3. **Nav is a `direction` field, and Back/Save are both submit buttons.** The footer buttons
   are plain `<button type="submit" name="direction" value="next|back|submit">`; the clicked
   one's value rides in the POST and the engine branches on it. In tests, a selector like
   `button:has-text("Save"), button[type=submit]` also matches **Back** (also a submit) and
   `.first()` clicks Back — target the button by its text/value precisely.

## Scorecard exceptions (ratchet violations with a reason)

**Heuristic 4 (LOC net ↓) — exception (Phase 3, Transaction Bulk Code: 420→506).** When the
modal's wizard was a *thin* shell that delegated almost everything to `mm/*` defaults
(`default-render-step`, `default-render-wizard`, `submit-handler`, `open-wizard-handler`),
ripping the wizard out moves that previously-shared plumbing **into the file** as explicit
render/decode/submit/handler code, so the single-file LOC rises even though total system
complexity drops. This is the opposite of a fat wizard (edit went 1608→1548). The trade is
intended and every other heuristic improved sharply (mm coupling 19→0, snapshot merges 4→0,
wizard records 3→0, routes 4→3, `find *`→explicit-id swap). Watch for it on the small
"single-step wearing a wizard costume" modals — LOC is the wrong headline metric there;
the mm-coupling / snapshot / route counts are.

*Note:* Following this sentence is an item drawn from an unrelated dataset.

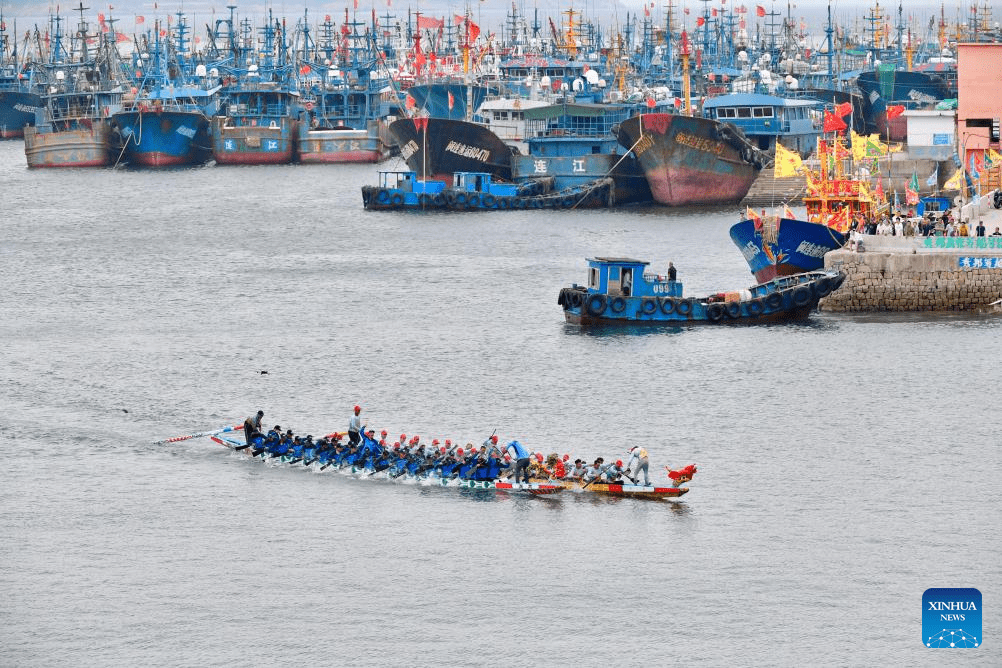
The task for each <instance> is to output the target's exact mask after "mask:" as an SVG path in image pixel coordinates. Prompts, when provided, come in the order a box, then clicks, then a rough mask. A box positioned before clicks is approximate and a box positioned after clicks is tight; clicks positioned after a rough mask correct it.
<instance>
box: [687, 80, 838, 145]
mask: <svg viewBox="0 0 1002 668" xmlns="http://www.w3.org/2000/svg"><path fill="white" fill-rule="evenodd" d="M820 104H821V103H820V102H819V101H818V100H815V99H808V98H805V99H801V98H788V97H779V96H777V95H764V94H761V93H730V94H727V95H718V96H717V97H712V98H710V99H707V100H706V101H705V102H703V105H702V108H703V115H704V116H706V117H707V118H712V119H714V120H718V121H720V122H721V123H729V124H732V125H734V126H735V127H736V128H737V129H739V130H740V131H741V132H743V133H744V136H745V137H747V138H748V139H749V140H750V141H752V142H754V143H755V145H756V146H757V147H758V148H759V149H760V150H763V151H767V152H773V151H775V150H776V142H777V141H779V142H780V143H782V144H783V145H784V146H785V147H787V148H789V149H790V150H792V151H794V152H796V153H799V154H800V155H801V156H802V157H808V156H809V155H811V153H812V152H814V150H815V145H816V144H817V141H818V137H819V136H821V118H822V111H821V109H820V107H819V105H820Z"/></svg>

**Heuristic 9 (Hiccup in render path) — partial exception (Phase 2-final).** The post-save
`com/success-modal` confirmation dialogs in `save-handler` keep ~6 `[:p …]` Hiccup lines.
They are terminal responses (shown after the form closes), reuse a shared dialog component,
and sit outside the form's interactive render path. Migrating them means porting the shared
`success-modal` to Selmer — a Phase 11 cross-cutting task, not a single-modal one.